А вот Ветхий завет явно писали идеалисты-меланхолики: автор Книги Судей подмечает, что «Царь Элгон был толст» и потому он мерзавец. А царь Соломон умоляет читателя: «не будь среди упивающихся вином и пресыщающихся мясом!». Какое там «не будь» - особенно, если у тебя есть возможность упиваться и насыщаться! Апостол Павел разоблачает грешников: «Их бог — чрево!». А что поделаешь? Грешники этим еще и гордятся! Но беда в том, что идеалы сытой красоты не утверждаются надолго: только они устоятся — и тут же в Египет приходят голодные «народы моря», а в Рим — Атилла с толпами, у которых кишка кишке протокол пишет. И этим новым, чтобы принять сытость и округлость в качестве идеала, снова необходимо время. Но миновали Темные века, наступил климатический оптимум: жратвы стало больше и феодалу опять приходится быть толстым и красивым. Ну, а женщине полагалось быть бровьми союзной и телом изобильной.
Феодал — профессиональный воин: дни напролет в тренировках и упражнениях. Существует заблуждение, будто сила — это рельефные мышцы и ни капли жира. Какое там! Живот-терка — результат не столько упражнений, сколько правильного питания и сушки. В средние века быть сильным — означало, в первую очередь, быть толстым: лишь малая толика лишних калорий становится мускулом, большая — жиром.

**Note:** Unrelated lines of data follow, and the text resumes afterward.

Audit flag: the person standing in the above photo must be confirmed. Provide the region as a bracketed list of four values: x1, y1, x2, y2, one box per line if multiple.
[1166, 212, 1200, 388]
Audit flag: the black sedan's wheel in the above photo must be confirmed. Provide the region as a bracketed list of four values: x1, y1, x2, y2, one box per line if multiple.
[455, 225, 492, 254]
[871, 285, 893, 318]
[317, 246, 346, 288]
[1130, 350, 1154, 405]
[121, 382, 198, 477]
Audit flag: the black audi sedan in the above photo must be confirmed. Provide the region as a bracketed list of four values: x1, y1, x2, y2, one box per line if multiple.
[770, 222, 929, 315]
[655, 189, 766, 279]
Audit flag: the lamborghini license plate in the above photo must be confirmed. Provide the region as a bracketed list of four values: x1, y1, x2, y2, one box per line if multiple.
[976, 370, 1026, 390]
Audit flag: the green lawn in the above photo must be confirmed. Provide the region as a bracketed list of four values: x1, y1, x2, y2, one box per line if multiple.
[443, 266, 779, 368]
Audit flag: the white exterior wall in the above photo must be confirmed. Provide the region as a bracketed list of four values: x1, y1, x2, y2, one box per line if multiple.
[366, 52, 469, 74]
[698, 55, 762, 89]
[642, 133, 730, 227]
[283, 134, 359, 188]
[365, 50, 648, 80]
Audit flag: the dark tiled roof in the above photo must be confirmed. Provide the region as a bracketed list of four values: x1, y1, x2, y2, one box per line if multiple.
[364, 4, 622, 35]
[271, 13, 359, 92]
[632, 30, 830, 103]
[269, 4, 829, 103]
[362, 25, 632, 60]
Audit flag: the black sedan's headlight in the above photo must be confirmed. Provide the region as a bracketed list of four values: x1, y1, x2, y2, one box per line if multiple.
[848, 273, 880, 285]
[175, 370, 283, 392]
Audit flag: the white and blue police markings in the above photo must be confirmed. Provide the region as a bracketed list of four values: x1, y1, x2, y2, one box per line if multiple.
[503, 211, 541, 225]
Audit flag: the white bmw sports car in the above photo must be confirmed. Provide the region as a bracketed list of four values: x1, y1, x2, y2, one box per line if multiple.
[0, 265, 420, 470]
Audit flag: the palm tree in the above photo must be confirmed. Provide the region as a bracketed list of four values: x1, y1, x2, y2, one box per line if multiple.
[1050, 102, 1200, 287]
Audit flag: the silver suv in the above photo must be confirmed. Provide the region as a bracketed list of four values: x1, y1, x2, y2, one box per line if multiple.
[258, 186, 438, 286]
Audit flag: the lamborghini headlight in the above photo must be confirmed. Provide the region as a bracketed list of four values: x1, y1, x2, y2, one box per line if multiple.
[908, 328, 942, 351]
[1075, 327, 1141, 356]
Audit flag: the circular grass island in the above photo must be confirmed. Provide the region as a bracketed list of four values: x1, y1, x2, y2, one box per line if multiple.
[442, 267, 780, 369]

Только книжники тогда знали, что тучность — это нехорошо. Ведь еще в древности Гиппократ обещал толстякам раннюю смерть, а врач Аристей грозил им диабетом. Был, однако, и римский врач Гален, который советовал: «Остановись на полпути между худым и толстым!». Этм советы знали в Средневековье только грамотные, а кто был тогда книжником? Монах! Но среди них чревоугодие цвело и именно они учреждали «Братства толстой морды».
Что творилось в народе — пером не описать: гражданин Рабле нам много об этом порассказал. Тучность среди черного люда означала респектабельность: или, по-русски, степенность, которая тоже — про брюхо и одышку. Но и высшие классы видели здоровье и счастье в телесном изобилии. У Рубенса это вообще возведено в крайнюю степень, но ведь и с Рафаэлем то же самое!
А у Да Винчи худоба — это болезнь и мука. И было так вплоть романтиков и аристократов XIX века с их культом благородной смерти, а не счастливой жизни. Но победили они не сразу. Еще у нашего послевоенного поколения «плотный» и «дородный» означало: «успешный». В Штатах, которые голода не знали, было, на удивление, точно так же. В третьем мире, от Афганистана через Мавританию и до Самоа даже не толстым следовало быть, а именно заплывшим жиром — и это означало, что у тебя все в порядке. На Таити, например, еще полвека назад было принято женщин «ожирять» (to fatter): запираешь на год, кормишь на убой, двигаться не позволяешь — и выйдет из хижины красавица, которую только королю в жены!
Говорят, причиной культурного переворота, который сделал толстых париями, была эпидемия ожирения, которая случилась после Второй мировой: будто бы тогда врачи и вытравили в обществе всякую симпатию к дородным. Причем, перестарались и даже внушили антипатию. На самом деле, переворот совершался исподволь и занял два столетия. Ну, и понятийную матрицу перепаяли, конечно: это ж как надо было поработать, чтобы слово «худой» приобрело нейтральный и даже, скорее, позитивный смысл? Истинно говорю вам: в худые времена мы родились, коли рядимся худую одежку превратных мнений насчет худого и доброго!